Several amine-based ionic liquids (ILs) were synthesized via a one-step method using low-priced organic amines and inorganic acids, and they were mixed with water to form new CO2 absorbents. The effects of the ionic structure, IL concentration, temperature, and pressure on the CO2 absorption performance were investigated. The absorption performance of ILs was closely related to the ionic structure, and the CO2 molar absorption capacity in ILs with the same cation followed the order of [NO3] > [BF4] > [SO4] or [HSO4], whereas that with the same anion ranked in the following order: multiple amine > diamine > monoamine. The IL [TETA][NO3] with 40 wt % concentration showed the best capacity for CO2 absorption. Moreover, low temperature and high pressure favored CO2 absorption.

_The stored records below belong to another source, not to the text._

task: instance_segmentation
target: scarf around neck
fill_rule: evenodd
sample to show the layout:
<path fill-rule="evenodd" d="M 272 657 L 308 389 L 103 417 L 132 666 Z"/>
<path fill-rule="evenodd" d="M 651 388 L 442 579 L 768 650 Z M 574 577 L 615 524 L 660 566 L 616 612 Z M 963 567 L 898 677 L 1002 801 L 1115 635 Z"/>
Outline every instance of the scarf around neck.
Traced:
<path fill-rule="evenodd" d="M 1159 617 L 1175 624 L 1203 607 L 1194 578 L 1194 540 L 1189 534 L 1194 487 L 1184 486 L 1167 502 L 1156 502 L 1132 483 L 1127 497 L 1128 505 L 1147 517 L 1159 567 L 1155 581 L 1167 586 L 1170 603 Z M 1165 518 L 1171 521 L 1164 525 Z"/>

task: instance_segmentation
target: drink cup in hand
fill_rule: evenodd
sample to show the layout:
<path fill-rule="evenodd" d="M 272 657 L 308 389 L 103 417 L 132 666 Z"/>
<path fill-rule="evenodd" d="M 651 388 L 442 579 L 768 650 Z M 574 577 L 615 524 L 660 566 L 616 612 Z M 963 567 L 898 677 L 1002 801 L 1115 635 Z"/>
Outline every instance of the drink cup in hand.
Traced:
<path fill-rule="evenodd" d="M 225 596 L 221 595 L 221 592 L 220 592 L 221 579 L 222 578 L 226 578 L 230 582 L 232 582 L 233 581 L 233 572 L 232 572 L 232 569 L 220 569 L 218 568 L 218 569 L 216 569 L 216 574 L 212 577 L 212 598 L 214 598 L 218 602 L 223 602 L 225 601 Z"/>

The reaction mechanism of the amine group with CO2 in aqueous solutions of [TETA][NO3], primary amine, and secondary amine was studied via in situ infrared (IR) spectrophotometry. The results showed that the primary and secondary amines first reacted with CO2 to form carbamate, which decomposed further into bicarbonate with the continuous addition of CO2. However, carbamate generated from the reaction of [TETA][NO3] with CO2 did not decompose further.